Right - 'Our Lady of the Isles' on South Uist, by Hew Lorimer. Lorimer's child is supported by its mother as the Outer Hebrides clings to the North West of the Scottish Mainland and European Continent.
Carrick was never part of the inner circle of artists favoured by Sir Robert Lorimer. However when his son Hew decided on an artistic career it was Carrick who ensured that he received the best training possible when he began attending the Edinburgh College of Art in 1930. Hew Lorimer went on to establish himself as a leading artist developing a clean style of carving in granite in which form was simplified without abandoning the figurative tradition. Lorimer favoured granite, a material which Carrick never worked in. Lorimer's work was also greatly influenced by English sculptor Eric Gill and worked with the artist for a time.

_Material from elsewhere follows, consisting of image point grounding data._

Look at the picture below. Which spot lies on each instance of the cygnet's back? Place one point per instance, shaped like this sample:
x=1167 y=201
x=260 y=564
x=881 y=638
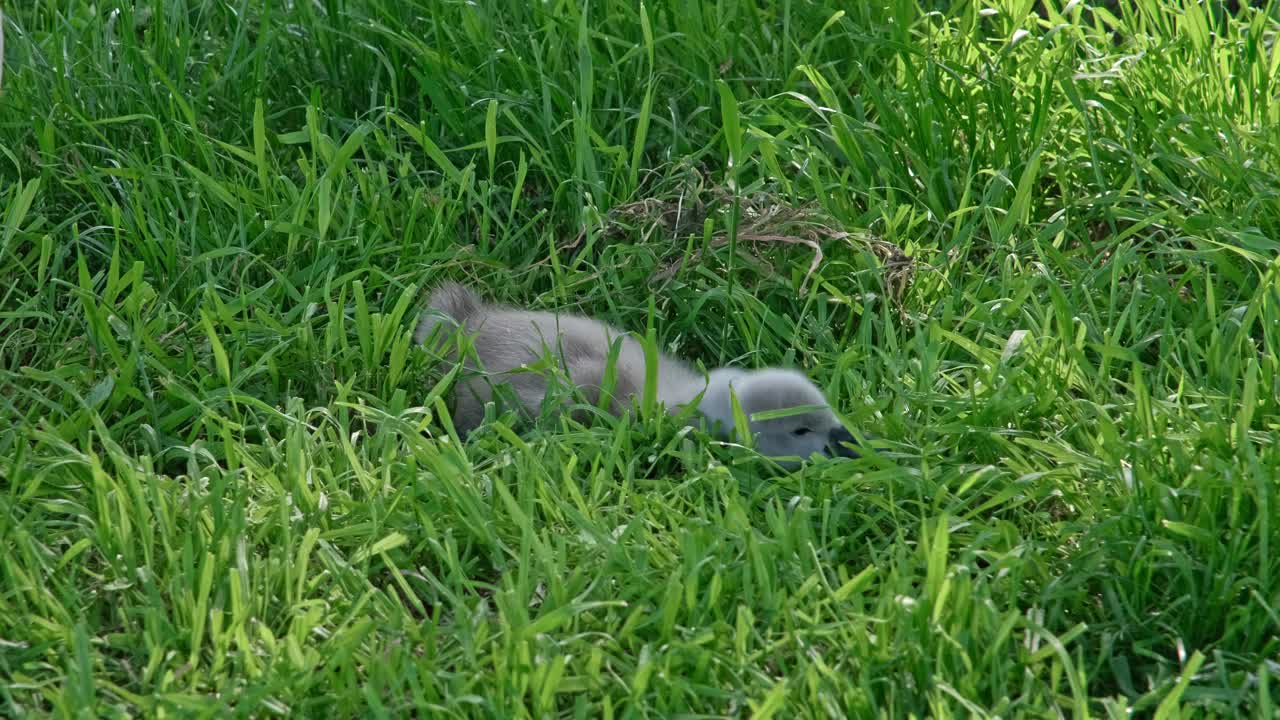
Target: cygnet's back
x=506 y=341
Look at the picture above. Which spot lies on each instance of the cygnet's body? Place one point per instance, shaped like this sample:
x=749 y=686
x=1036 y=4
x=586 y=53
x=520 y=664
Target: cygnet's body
x=511 y=346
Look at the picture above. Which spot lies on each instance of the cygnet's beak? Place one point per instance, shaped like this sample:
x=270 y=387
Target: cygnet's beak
x=839 y=442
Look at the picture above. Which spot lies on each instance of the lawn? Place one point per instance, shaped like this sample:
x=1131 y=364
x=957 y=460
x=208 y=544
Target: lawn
x=1047 y=285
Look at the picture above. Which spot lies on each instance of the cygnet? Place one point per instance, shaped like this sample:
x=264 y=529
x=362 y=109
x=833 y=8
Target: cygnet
x=515 y=349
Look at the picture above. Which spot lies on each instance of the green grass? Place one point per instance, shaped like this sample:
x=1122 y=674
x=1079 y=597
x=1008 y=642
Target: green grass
x=228 y=484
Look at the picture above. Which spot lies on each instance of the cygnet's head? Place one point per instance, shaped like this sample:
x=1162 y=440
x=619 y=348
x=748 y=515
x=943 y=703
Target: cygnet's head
x=813 y=431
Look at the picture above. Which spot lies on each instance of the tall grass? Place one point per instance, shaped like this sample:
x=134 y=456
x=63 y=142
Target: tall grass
x=229 y=484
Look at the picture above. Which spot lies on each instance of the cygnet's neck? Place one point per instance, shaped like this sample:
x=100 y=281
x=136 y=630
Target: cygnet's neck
x=714 y=404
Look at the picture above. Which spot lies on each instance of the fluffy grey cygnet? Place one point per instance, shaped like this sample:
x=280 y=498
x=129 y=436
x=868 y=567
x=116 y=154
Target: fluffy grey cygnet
x=511 y=343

In his essay on Hew Lorimer Duncan MacMillan wrote 'It was he [Carrick] who encouraged young Lorimer's nascent ambition to see his art integrated with his spiritual life. Direct stone carving seemed particularly well-suited to this end. There were the great traditions of Romanesque and Gothic religious sculpture, with which Lorimer had already begun to familiarise himself, to serve as an inspiration. Stone-carving, too, suggests the simplest and most unambiguous realisation of the idea of truth to material.'
In a letter to the author in 1992 Hew Lorimer said of Carrick that -
"He was a darling man. He encouraged me to go in for sculpture. If he had had more influence the RSA wouldn't be folding up now as it appears to be doing!...He had a much clearer and better sense of the fundamental difference between modelling and carving, and he was never overwhelmed by the painters who had no understanding of the damage the preponderance of [their] influence did...I had the great good fortune of working at Eric Gill's place, he carried me on where Carrick left off."